95% of all cases end in a plea-bargain. Plea-bargaining is an excellent way to avoid a potential stiff conviction in favor of an agreed upon lighter conviction. For instance, in a drug possession case, a judge may be convinced to dismiss the charges in return for the defendant's successful completion of a rehabilitation program. Some judges and prosecutors are amenable to plea-bargaining, whereas others are not. Plea bargaining enables the judges to move cases through the legal process, and prosecutors to rack up convictions.
Five things to ponder when considering a plea bargain:
- A judge-approved guilty or no contest plea bargain may result in a criminal conviction. The conviction will show up as a criminal record.
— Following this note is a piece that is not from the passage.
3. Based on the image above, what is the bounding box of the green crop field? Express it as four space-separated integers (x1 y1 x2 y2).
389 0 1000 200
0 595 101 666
- The defendant may lose rights and privileges as if the defendant were convicted after trial.
- A no contest plea says "I don't choose to contest the charges".
- A guilty plea serves as an admission of guilt.
- A plea bargain may result in a lighter sentence and completes the matter quickly.
How to plea-bargain a good deal:
- The defense must show responsibility for the crime is minimal.
- The defense must show the impact of the crime elicited little damage.
- The defense must explain mitigating circumstances that led to the crime.
- The defense must establish weaknesses in the prosecutions case, such as lack of evidence or lack of witnesses or factual inconsistencies.
- The defense must establish good character on the part of the defendant. The crime was a departure from normal conduct.
- The prosecution and defense must mutually desire a reasonable settlement.
- The impact on the defendant's family or dependents would be a hardship.